If you're not part of the solution, you are part of the problem.

Anonymous said...

Please forgive me if I offended you or any one else. I repeat, I totally respect you for helping bedoon who suffer. Regarding the Iraqis who pose as bedoon. Reason I say this is because I hear their accent and notice that they speak Iraqi or Kuwaiti with Iraqi accent. The government did not tell me that. I noticed it, and I'm not the only one who did notice. The reason for my previous comment was that one should not think that all bedoon are victims. I do sympathise with the ones who suffer. After liberation, when the government said that they will put bedoon who helped the Iraqi army in 1990, many bedoon fled the country when they heard that. Some stayed, which means that the ones who stayed are the ones who deserve citizenship. Again, I am sorry my previous comment upset you and I did not refer to your firend. I meant those who hid their passports. I am not defending the government, they are part of the blame for not solving the problem when it happened.

Hamed said...

will , its a tragedy that cant be denied , but in another hand alot of bedoun have original documents been hidden from the local authorities , and because of this the peoblem wont get a step fowrard, ive seen and witnessed alot more tragedies during my work in hospitals.

American Girl said...

I wish I expressed myself as well as you do, DG. Over the past week I've been attacked, condemned, belittled, and accused of 'hating Kuwait' because of my support for the Bedoun.

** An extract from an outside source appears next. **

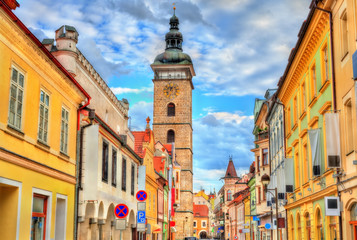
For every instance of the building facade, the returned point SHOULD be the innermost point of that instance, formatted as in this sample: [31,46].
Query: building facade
[39,102]
[173,73]
[306,91]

I've always held the highest level of respect for you for many reasons -- this being one. It's very kind of you to share your personal experience, as I know it must still be very painful for you.

Desert Girl said...

American Girl,

You are not un-patriotic at ALL towards Kuwait. I know you have the same concerns that I do and carry the same load. People who KNOW you wouldn't say it or think it. In the circles you are in, those people should be ashamed of themselves!

But again, you have to hit them where it will get them, "You look like a smart person. Don't take my word for it. Ask questions from different sources. Insult me all you want, but you are still ignorant on the subject and should look into that."

I have discussed the Bedoon issue -vocally and heatedly - with friends in the Kuwaiti government -(I can't say who, but you would be surprised). They know that I love Kuwait. They are also sympathetic towards those who deserve nationality. Some of the people in the same room during our conversations - their FRIENDS - are bedoon. People that they knew from school, people that they grew up with. People that have, in some ways, helped their families over the years.

Anonymous dudes - again, this is not the appropriate post to comment on. You can still leave your comments, but I would prefer that you would do so on a post that is not personal like this - leave it after some of the articles.

This post SERIOUSLY was not intended to open a discussion of the pros and cons of granting citizenship. It is a personal experience.

and yes, American Girl, still very painful.

Anonymous said...

This is such a contentious issue in Kuwait and stems from several phenomena, some unique to the Gulf. How you mentioned about the Shimmari, my tribe is also spread across Saudi Arabia, Qatar and Bahrain. Are national borders just lines in the sand, or should we lay down our tribal identity and embrace our national identity? Of course people can identify themselves as different things simultaneously.

More on point, I think the Bedoon are victims of "othering" as a lot of Kuwaitis will rattle off a long list of reasons why they differ to Bedoons.

For what its worth, Bedoons who are in the military and did not betray Kuwait in the invasion (I didn't say run away because the majority of the army did too!) should DEFINITELY get nationality. And ain't it better being Canadian/Australian/American citizen anyway?